Si les entreprises françaises sont de plus en plus nombreuses à chercher à s’implanter sur le marché nigérian [...] la communauté française reste limitée à quelques milliers de personnes sur l'ensemble du territoire.

Le Nigeria fait en effet face à plusieurs conflits.Au Nord-Est, les mouvances djihadistes type Boko Haram, au Centre, les oppositions mortifères entre pasteurs et agriculteurs, au Sud-Est les opérations des sécessionnistes biafrais, ou encore dans le golfe de Guinée, l’essor de la piraterie maritime. À cela s'ajoutent des enlèvements fréquents, une criminalité rampante et des accidents de la route très nombreux. Selon la base de données NigeriaWatch, on décompte plus de 15 000 morts violentes en 2022 dans l'ensemble du pays ; un résultat en constante hausse depuis 5 ans alors même que Muhammadu Buhari s'était fait élire sur la promesse de mettre fin à cette mouvance terroriste.

La coopération de défense avec la France reste quant à elle très récente et limitée à un seul accord - principalement juridique - formalisé en 2018. En dépit des mesures annoncées par le président Buhari lors de son élection en 2015 pour calmer le jeu, l'armée nigériane est demeurée très violente, ce qui tempère toute volonté de collaboration. Un des politistes, spécialiste du Nigeria, Marc-Antoine Pérouse de Montclos l’expliquait encore récemment : les militaires et leurs supplétifs ont fait plus de morts que Boko Haram dans le cadre de la lutte contre le terrorisme

Par ailleurs, la classe politique nigériane demeurant très nationaliste n'est pas nécessairement à la recherche de partenaires extérieurs pour régler ces défis sécuritaires.
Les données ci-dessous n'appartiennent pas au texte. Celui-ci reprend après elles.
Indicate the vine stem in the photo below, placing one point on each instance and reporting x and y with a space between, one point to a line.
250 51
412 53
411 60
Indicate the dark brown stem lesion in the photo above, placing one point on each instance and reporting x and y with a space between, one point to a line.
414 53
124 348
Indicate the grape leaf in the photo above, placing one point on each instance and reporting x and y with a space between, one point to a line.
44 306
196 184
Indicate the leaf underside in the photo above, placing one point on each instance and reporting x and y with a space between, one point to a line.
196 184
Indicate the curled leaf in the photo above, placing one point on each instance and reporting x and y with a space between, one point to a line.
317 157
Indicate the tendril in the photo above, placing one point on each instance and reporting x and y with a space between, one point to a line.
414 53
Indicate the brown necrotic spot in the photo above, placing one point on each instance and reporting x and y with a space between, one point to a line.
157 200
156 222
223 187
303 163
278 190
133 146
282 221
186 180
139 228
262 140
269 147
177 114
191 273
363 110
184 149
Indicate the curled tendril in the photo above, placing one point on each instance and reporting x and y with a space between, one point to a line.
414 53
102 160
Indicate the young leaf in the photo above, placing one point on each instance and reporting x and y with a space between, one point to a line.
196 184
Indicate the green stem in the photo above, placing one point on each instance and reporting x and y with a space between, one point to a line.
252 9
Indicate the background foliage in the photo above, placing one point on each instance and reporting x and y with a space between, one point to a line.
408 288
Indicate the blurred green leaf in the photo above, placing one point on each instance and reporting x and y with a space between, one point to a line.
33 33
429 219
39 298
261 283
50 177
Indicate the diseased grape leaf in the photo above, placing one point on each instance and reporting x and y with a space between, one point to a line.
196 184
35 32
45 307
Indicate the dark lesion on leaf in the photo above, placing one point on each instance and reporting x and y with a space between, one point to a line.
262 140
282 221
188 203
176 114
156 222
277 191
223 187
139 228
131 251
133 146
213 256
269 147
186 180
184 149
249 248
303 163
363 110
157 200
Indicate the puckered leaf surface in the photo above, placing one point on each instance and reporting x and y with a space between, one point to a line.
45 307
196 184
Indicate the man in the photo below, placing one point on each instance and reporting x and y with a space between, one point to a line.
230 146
Promoteur et premier contributeur financier de la Communauté Économique des États de l'Afrique de l’Ouest (CEDEAO), le Nigeria dispose d'une influence majeure sur l'ensemble de la région. Beaucoup des économies des pays limitrophes sont orientées vers le marché nigérian. Pourtant, l'internationalisation de ses conflits locaux, comme ses faiblesses domestiques (corruption, gestion opaque de la manne pétrolière) l'empêche de jouer un rôle prépondérant en matière de définition des orientations politiques régionales. À la fois craint et finalement peu entendu, ce "géant boiteux" occupe une position ambivalente au sein de la CEDEAO.

Que pourrait changer l'élection présidentielle du 25 février ?

Dans ce contexte de coopération principalement économique, que pourrait changer l'élection présidentielle du 25 février ? - si elle n'est pas décalée, alors que le Nigeria devrait expérimenter pour la première fois, et dans un contexte social tendu, un système électronique de vote.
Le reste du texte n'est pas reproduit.